Ok, let me think for another 2 minutes …I think it is time that I fall back on Hadley Wickham and see what I can learn from the ggplot2 package
- The first thing that I did not transform the data inspite of seeing a non linear relationship between price vs carat.
> par(mfrow = c(1, 1))
> plot(log(diamonds$carat), log(diamonds$price)) |
It does look linear Let me contrast it with qplot
> print(qplot(log(diamonds$carat), log(diamonds$price))) |
- An additional insight makes a lot of sense carat vs density
> print(qplot(carat, x * y * z, data = dsmall)) |
- The other cutesy thing is to assign color or shape to categorical data
> print(qplot(carat, price, data = dsmall, colour = color))
> print(qplot(carat, price, data = dsmall, shape = cut)) |
- Got introduced to another feature called alpha
> print(qplot(carat, price, data = diamonds, alpha = I(1/10)))
> print(qplot(carat, price, data = diamonds, alpha = I(1/100)))
> print(qplot(carat, price, data = diamonds, alpha = I(1/10))) |
Aesthetics is also an art. For categorical variables, color and shape works well. Whereas shape works well for continous data.
If there is a huge dataset, obviously a loess type fits well. I have no clue about local regression functions. This is onething that I need to figure out as I go along.

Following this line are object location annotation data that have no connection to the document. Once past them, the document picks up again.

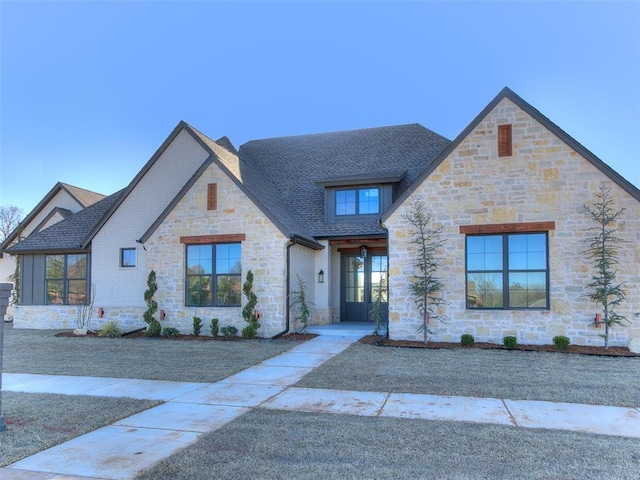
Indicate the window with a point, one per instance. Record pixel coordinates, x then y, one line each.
127 257
213 275
361 201
212 196
504 141
66 279
507 271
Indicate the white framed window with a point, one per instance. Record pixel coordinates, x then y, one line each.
128 257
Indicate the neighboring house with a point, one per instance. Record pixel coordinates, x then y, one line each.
59 203
328 209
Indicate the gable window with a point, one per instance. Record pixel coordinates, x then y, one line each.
212 196
358 201
507 271
213 275
127 257
505 146
66 279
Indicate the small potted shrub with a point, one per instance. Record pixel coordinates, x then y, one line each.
510 341
467 340
561 343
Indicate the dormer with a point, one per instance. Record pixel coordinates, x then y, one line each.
358 198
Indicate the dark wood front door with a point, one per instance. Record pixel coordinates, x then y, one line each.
364 279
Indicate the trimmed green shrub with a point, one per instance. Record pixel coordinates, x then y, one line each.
170 332
561 342
110 330
214 327
197 325
153 330
229 331
467 340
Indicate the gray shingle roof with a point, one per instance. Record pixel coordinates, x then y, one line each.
283 172
85 197
69 234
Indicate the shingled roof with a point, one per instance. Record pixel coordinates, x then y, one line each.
288 172
68 235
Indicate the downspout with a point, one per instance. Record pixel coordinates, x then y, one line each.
383 226
292 242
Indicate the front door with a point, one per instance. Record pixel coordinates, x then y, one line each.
364 287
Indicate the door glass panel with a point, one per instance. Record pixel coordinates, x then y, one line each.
354 279
379 278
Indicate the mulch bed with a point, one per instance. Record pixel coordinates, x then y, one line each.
202 338
577 349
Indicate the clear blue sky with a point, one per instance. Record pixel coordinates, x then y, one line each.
89 90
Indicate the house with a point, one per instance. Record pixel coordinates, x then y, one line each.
59 203
328 210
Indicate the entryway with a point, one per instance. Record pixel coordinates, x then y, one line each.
363 282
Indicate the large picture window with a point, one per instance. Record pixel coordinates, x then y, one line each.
360 201
507 271
214 275
66 279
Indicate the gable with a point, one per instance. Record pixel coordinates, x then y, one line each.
153 188
59 197
519 113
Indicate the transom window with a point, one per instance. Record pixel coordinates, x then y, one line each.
213 275
507 271
66 279
359 201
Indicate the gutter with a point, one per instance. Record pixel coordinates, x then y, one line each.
292 241
384 227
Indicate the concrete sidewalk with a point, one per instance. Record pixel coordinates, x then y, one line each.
123 449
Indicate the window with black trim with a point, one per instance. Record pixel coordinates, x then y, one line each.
66 279
127 257
357 201
507 271
213 277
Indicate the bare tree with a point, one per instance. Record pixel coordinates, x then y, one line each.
10 217
425 285
602 253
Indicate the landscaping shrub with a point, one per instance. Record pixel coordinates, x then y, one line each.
510 342
467 340
229 331
561 342
154 329
110 330
197 325
215 327
170 332
249 312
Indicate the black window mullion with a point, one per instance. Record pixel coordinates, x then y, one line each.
505 272
214 277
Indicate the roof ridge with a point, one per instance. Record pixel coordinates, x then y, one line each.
349 130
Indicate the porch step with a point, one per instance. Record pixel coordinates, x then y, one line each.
342 329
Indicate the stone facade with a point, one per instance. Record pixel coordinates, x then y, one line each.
544 180
263 252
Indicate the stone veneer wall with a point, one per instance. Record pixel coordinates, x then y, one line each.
263 252
544 180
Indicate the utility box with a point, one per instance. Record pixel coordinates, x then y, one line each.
5 294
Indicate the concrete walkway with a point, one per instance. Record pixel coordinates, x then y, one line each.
122 449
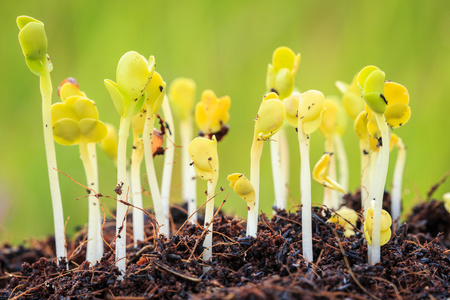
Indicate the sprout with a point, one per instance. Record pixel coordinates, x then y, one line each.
268 121
280 79
33 40
128 94
182 97
310 111
386 105
385 226
203 153
75 121
211 115
347 218
244 189
396 194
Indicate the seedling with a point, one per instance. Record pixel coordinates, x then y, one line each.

I have already downloaded a few books relating to it. One by Generalized Additive Models, -→ Hastie, T.J. and Tibshirani, R.J. (1990). Generalized Additive Models. -→ Hardel, W. (1990) Applied Nonparametric Regression. -→ Loader, C. (1999) Local Regression and Likelihood. -→ Chambers, J.M. and Hasite, T.J. (1993). Statistical Models in S. -→ Venables, W.N. and Ripley, B.D. (1994) Modern Applied Statistics with S-Plus.

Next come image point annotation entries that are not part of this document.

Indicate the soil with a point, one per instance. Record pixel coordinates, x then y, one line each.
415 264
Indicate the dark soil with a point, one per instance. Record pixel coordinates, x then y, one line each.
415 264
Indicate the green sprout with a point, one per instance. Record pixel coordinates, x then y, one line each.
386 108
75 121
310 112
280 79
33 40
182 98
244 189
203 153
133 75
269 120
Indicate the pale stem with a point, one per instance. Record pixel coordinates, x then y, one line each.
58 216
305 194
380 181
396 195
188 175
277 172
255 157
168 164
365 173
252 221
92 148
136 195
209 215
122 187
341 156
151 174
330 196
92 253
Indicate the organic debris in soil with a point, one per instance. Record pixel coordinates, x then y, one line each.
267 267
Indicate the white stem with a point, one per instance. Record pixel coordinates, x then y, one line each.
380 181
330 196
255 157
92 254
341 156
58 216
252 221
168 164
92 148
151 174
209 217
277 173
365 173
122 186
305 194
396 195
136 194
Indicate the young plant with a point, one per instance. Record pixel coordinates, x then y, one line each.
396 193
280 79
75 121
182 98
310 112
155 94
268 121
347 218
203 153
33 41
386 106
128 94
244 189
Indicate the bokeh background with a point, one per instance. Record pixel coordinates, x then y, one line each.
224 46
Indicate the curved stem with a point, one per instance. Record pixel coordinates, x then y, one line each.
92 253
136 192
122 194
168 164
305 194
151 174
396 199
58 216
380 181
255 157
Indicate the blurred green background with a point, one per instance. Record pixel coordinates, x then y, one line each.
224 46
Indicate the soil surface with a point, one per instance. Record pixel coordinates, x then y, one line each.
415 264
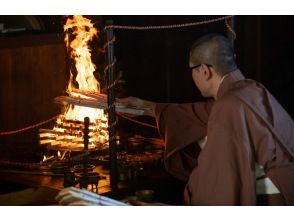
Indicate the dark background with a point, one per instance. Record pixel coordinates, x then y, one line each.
34 65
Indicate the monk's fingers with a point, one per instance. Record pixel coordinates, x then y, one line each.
68 199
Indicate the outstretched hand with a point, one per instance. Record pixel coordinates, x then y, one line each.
138 103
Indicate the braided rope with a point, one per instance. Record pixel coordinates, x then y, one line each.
27 128
159 27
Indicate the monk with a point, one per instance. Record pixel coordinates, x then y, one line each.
235 150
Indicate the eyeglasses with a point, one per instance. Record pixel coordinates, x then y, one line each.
196 66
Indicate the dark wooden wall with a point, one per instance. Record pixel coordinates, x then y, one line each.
33 67
32 73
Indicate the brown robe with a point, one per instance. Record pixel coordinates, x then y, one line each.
245 125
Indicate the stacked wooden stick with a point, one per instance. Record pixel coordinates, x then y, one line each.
95 100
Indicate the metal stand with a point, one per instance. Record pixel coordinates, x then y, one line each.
111 107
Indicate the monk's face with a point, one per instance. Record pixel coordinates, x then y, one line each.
200 79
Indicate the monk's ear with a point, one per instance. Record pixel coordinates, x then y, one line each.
207 71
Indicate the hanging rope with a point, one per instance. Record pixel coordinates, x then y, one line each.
159 27
27 128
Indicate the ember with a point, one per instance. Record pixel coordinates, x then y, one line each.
67 133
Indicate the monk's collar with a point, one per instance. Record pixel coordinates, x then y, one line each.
227 81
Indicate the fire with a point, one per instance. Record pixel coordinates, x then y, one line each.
84 31
79 31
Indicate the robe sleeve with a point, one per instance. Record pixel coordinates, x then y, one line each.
181 126
225 171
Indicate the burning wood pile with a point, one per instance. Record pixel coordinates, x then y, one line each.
67 133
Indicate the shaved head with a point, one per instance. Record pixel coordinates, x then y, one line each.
215 50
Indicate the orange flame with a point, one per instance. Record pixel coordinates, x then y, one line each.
82 31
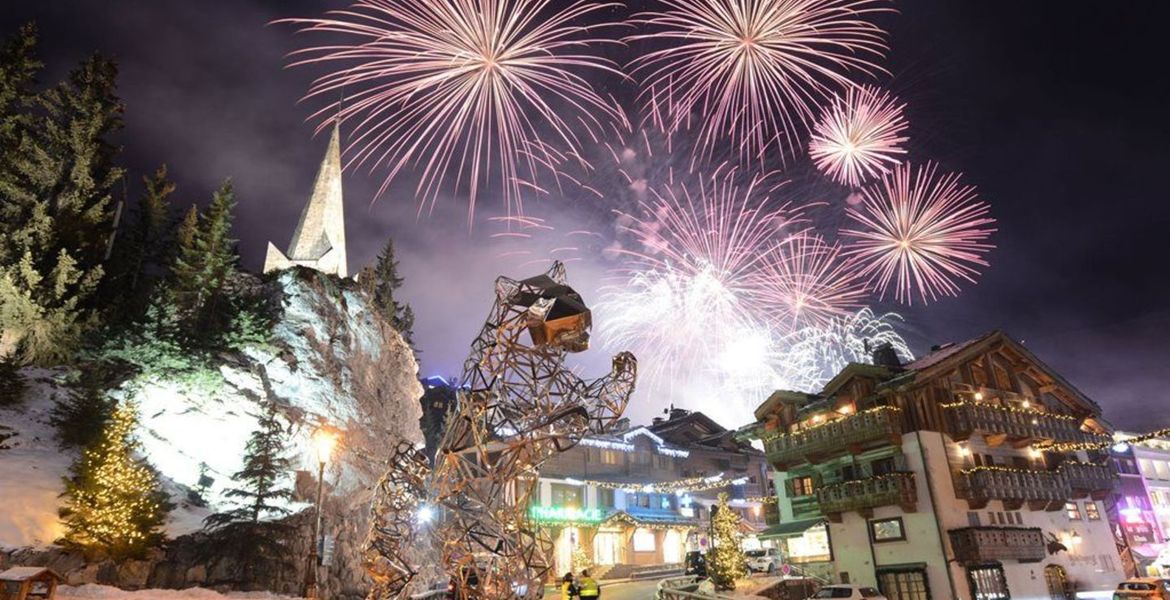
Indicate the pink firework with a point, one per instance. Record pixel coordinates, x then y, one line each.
806 282
859 137
468 91
754 73
921 230
720 226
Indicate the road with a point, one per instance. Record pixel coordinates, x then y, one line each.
628 591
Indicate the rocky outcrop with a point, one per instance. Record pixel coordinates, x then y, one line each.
331 360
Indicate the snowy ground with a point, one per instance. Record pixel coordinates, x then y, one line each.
33 468
96 592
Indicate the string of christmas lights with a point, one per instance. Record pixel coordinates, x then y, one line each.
776 435
687 485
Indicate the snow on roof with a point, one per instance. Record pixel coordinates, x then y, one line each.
943 353
22 573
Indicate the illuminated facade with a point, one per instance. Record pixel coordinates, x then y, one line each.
1142 515
938 478
637 500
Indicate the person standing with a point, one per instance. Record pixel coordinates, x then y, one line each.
587 588
568 588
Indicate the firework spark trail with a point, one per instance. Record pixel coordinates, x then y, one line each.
470 90
859 136
807 282
920 230
752 71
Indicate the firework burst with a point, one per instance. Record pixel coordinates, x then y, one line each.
686 291
805 282
752 71
859 136
921 232
467 91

God knows when I am going to read these books. Ok, there are 2 books out of the above list that are in my list that I have put on the wall. May be someday. The coming three days are holidays and I would ideally love to spend my entire time doing statistics. However I need to go for a workshop , a graphic workshop …
5.Anyways, coming back to loess provision in ggplot2 There is a way to specifying a set of geom. You can do this with a set of methods in a vector form c(…) etc Default method in ggplot2 is loess.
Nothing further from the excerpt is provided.